Running Spendemon with Docker is the quickest way to try the app locally.

It is a good fit when you want to validate the UI, connect to an existing Prometheus endpoint, or test a settings.yaml file without setting up the full development environment.

Run it directly

docker run -p 3000:3000 ghcr.io/fabiotavernini/spendemon:latest

Then open http://localhost:3000.

The image already contains a starter settings.yaml, so the container will boot immediately. In practice, you will usually want to provide your own config.

Mount your own settings.yaml

Spendemon reads runtime configuration from settings.yaml in the container working directory unless SETTINGS_FILE_PATH is overridden.

Example:

docker run \
  -p 3000:3000 \
  -v $(pwd)/settings.yaml:/app/settings.yaml \
  ghcr.io/fabiotavernini/spendemon:latest

If you prefer another mount path, also set SETTINGS_FILE_PATH:

docker run \
  -p 3000:3000 \
  -e SETTINGS_FILE_PATH=/data/settings.yaml \
  -v $(pwd)/settings.yaml:/data/settings.yaml \
  ghcr.io/fabiotavernini/spendemon:latest

Typical local workflow

  1. Copy the example config and edit it for your environment.
cp settings-example.yaml settings.yaml
  1. Point clusters[].prometheusUrl at a Prometheus instance reachable from the container.
  2. Start the container and mount settings.yaml.
  3. Open http://localhost:3000.
  4. Use /settings if you want to adjust pricing or inspect the raw YAML in the UI.

Credentials note

Local username/password auth works in Docker too.

Example:

docker run \
  -p 3000:3000 \
  -e AUTH_MODE=credentials \
  -e NEXTAUTH_SECRET=replace-with-a-long-random-string \
  -e LOCAL_ADMIN_USERNAME=admin \
  -e LOCAL_ADMIN_PASSWORD=change-me \
  -v $(pwd)/settings.yaml:/app/settings.yaml \
  ghcr.io/fabiotavernini/spendemon:latest

For production-style setups, prefer LOCAL_ADMIN_PASSWORD_HASH and LOCAL_VIEWER_PASSWORD_HASH over plaintext passwords.

OIDC note

OIDC works in Docker too. You need three things:

  1. An oidc: block in settings.yaml with enabled: true and your provider values (or ${VAR} references).
  2. NEXTAUTH_SECRET — a long random string used to sign session cookies.
  3. NEXTAUTH_URL — the public base URL where the app is reachable, including scheme and port. NextAuth uses this to construct the OAuth callback URL (<NEXTAUTH_URL>/api/auth/callback/oidc) that is registered with your identity provider. If it is missing or wrong, the OAuth redirect will fail.

Example:

docker run \
  -p 3000:3000 \
  -e NEXTAUTH_SECRET=replace-with-a-long-random-string \
  -e NEXTAUTH_URL=http://localhost:3000 \
  -e OIDC_ISSUER=https://id.example.com/realms/spendemon \
  -e OIDC_CLIENT_ID=spendemon \
  -e OIDC_CLIENT_SECRET=replace-me \
  -v $(pwd)/settings.yaml:/app/settings.yaml \
  ghcr.io/fabiotavernini/spendemon:latest

The settings.yaml for the example above would reference those env vars:

oidc:
  enabled: true
  issuer: ${OIDC_ISSUER}
  clientId: ${OIDC_CLIENT_ID}
  clientSecret: ${OIDC_CLIENT_SECRET}
  adminGroup: spendemon-admins
  viewerGroup: spendemon-viewers

Set NEXTAUTH_URL to the URL your browser uses to reach the app — for example https://spendemon.example.com in a production deployment.

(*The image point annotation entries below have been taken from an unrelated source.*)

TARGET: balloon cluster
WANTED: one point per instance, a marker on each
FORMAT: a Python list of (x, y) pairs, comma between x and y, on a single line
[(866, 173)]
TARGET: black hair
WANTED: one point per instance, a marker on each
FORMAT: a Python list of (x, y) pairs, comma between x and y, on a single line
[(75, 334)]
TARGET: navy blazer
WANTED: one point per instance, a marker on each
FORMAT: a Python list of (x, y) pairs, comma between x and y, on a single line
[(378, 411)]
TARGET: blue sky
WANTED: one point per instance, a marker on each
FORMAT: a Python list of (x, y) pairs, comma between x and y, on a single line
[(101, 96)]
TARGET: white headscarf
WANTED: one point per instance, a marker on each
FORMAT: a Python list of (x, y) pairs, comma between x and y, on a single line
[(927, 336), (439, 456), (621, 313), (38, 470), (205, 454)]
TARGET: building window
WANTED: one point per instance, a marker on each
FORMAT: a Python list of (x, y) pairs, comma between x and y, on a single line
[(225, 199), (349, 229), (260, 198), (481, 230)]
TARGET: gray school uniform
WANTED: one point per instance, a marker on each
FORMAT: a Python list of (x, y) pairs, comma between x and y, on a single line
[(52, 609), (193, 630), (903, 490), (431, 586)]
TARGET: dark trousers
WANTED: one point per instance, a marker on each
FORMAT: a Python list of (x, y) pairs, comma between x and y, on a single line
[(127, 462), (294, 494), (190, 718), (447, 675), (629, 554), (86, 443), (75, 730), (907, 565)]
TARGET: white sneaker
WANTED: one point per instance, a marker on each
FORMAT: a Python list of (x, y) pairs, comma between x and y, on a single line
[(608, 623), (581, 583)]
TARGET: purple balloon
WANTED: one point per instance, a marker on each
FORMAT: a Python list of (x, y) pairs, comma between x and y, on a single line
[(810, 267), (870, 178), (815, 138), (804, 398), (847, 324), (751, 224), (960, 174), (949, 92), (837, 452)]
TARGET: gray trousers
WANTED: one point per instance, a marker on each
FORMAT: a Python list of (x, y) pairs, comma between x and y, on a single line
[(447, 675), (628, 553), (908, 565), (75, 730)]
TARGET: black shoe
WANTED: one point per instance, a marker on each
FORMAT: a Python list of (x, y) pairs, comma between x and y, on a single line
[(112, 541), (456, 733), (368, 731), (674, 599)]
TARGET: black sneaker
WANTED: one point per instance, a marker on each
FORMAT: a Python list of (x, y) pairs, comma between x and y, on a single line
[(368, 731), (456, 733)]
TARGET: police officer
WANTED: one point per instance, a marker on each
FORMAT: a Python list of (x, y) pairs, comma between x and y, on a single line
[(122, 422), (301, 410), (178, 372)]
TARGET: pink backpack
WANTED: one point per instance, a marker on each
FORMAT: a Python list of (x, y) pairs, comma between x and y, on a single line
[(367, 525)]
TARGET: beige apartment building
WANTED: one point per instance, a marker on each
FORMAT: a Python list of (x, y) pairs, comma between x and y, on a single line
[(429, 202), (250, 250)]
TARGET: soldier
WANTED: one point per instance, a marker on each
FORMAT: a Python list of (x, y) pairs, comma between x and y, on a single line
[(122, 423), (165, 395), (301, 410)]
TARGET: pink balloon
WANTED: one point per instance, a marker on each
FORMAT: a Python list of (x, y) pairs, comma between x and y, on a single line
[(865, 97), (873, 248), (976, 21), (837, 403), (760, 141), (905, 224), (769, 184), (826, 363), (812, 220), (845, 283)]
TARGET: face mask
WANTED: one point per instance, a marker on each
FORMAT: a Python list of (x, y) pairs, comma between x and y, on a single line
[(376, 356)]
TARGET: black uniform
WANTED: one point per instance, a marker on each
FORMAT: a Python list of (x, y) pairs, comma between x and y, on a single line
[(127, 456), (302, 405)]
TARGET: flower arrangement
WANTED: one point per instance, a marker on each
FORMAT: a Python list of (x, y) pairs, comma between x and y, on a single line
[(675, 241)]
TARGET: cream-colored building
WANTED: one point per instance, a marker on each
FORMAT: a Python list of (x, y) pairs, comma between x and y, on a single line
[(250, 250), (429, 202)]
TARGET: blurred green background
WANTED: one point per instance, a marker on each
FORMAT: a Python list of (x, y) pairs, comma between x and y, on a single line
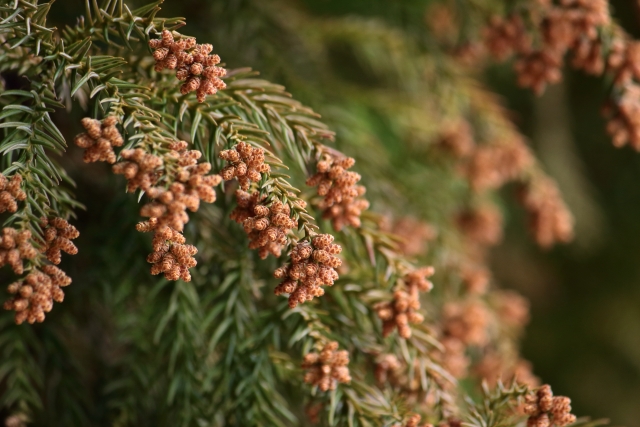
[(584, 337)]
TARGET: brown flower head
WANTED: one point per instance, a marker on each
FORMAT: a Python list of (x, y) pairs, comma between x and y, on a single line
[(328, 368), (549, 218), (266, 226), (170, 256), (491, 166), (246, 163), (194, 64), (312, 265), (403, 310), (99, 139), (139, 168), (338, 187), (14, 247), (35, 294), (545, 409), (58, 234), (11, 193), (481, 224), (502, 37)]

For production-style OIDC setups, the Helm install path is usually simpler because the chart injects NEXTAUTH_URL automatically from settings.oidc.nextAuthUrl and wires all secrets from a Kubernetes secret reference.

Notes

  • If your Prometheus instance is only reachable from inside your cluster or VPN, make sure the Docker container has network access to it.
  • If you replace the mounted file contents, refresh the app after saving.
  • For the full runtime configuration format, see Settings.